I am not a gmail(web interface) user, so haven't used it but congrats on the launch! I like how your landing page is so simple and small. And the domain is amazing!

I just wanted to point out, I love my Firefox but the gradient animation is so bad on Firefox!

At first I thought oh cool bg animation, checked the dev tools to know what it is only to realize this shouldn't be a color band animation as I see it!

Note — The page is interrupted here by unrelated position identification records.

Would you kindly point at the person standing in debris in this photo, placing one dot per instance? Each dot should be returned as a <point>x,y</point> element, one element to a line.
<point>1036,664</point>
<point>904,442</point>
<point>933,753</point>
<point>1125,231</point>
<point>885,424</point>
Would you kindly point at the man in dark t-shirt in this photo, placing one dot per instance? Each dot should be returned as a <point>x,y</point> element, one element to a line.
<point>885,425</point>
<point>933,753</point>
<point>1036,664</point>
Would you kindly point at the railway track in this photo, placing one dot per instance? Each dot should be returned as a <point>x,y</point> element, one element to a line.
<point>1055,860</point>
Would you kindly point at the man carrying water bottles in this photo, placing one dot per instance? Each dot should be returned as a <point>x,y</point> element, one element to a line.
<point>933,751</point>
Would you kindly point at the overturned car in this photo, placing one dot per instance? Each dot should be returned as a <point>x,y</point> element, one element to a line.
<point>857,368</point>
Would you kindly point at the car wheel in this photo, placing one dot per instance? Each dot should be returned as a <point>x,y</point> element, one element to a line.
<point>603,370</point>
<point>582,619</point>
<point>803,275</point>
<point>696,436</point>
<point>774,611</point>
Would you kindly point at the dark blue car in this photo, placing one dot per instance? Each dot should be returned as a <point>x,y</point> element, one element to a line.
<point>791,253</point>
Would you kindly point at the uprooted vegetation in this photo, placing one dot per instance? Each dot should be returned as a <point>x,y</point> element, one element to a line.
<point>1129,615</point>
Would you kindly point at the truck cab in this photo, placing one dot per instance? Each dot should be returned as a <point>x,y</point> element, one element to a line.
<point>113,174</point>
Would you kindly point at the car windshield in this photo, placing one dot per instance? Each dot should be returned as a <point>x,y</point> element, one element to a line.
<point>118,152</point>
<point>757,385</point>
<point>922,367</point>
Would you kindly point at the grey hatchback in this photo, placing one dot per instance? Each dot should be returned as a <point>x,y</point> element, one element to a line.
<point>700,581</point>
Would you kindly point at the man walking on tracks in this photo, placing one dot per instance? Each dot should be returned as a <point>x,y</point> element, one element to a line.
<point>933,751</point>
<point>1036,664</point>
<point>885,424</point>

Chromium based browser have it so subtle, that I barely notice that animation, I question does it even exist on it(it does!)?

chrisnolet 9 hours ago

Oooh, thanks for the report! It looks like Firefox doesn't have dithering on gradients. (There's a bug report, but it's been opened for 14 years!)
The gradient animation is super-subtle :) Do you think I should disable it for Firefox users, or do you still think 'cool background animation' in spite of the banding?
- vidyesh 42 minutes ago
  
  You are welcome.
  I think better to disable it, imo its more distracting and glitchy than being cool.
  14 years!

protocolture a day ago

>I previously did a Show HN for ‘D&D meets Siri’:

I have been messing around with something similar for roleplaying. If you have sourcecode or something to release I would be interested.

chrisnolet 15 hours ago

Nice! I’d love to check it out when you’re ready to share it. I’ll likely release the source code for mine if/when I publish the DSL.
In the meantime, since the original link has changed, feel free to try it out at: https://pocket.computer/dungeons. Happy to chat more if you want to know how parts of it are done!

wferrell 21 hours ago

Is there a YouTube of this?

camkego 20 hours ago

I’d really prefer to see a video before trying, also.
- chrisnolet 14 hours ago
  
  It’s coming! The screenshot on the right of the homepage is a placeholder for the impending video. (It won’t be fancy, but I want to at least give people a sense of what they’re signing up for.)
  Thanks for the note and for checking out the page!
- chrisnolet 14 hours ago
  
  ps. Check out https://pocket.computer/dungeons if you just want to try the original ‘D&D meets Siri’ voice stack. It doesn’t require a login.

chrisnolet 8 hours ago

Footnote to add that it works with Google Workspace accounts, too!

jz10 a day ago

I'm super curious how these special TLDs perform when it comes to SEO and user recall

chrisnolet 14 hours ago

Me, too! I have pocketcomputer.com as well, which I use for email. (I learned a long time ago how confusing it is to read out a special TLD over the phone!)

mirkodrummer a day ago

Exactly how is secure?

chrisnolet 14 hours ago

I had to pass the Google CASA audit and implement a ton of security procedures. Basically everything is encrypted, we don’t store your emails, verified best-practice for session tokens and so on. I probably went a little overboard to be honest, but it’s people’s emails and I need to respect the gravity of that.

moralestapia 11 hours ago

Nice, is this using an offline model? (For the AI)

chrisnolet 9 hours ago

It's using OpenAI's API at the moment, actually. An offline model could _probably_ handle the conversation and tool calling, but it just needs to be really fast to keep up with conversational speeds. (And really, GPT-4o is a bit too slow for my liking in this current iteration. I'm hoping that GPT-4.5 will be faster.)
I'm writing up a full accounting of the stack for the post above, so check back for that and let me know if that doesn't answer your questions/concerns!
- moralestapia 8 hours ago
  
  Interesting, congrats on shipping!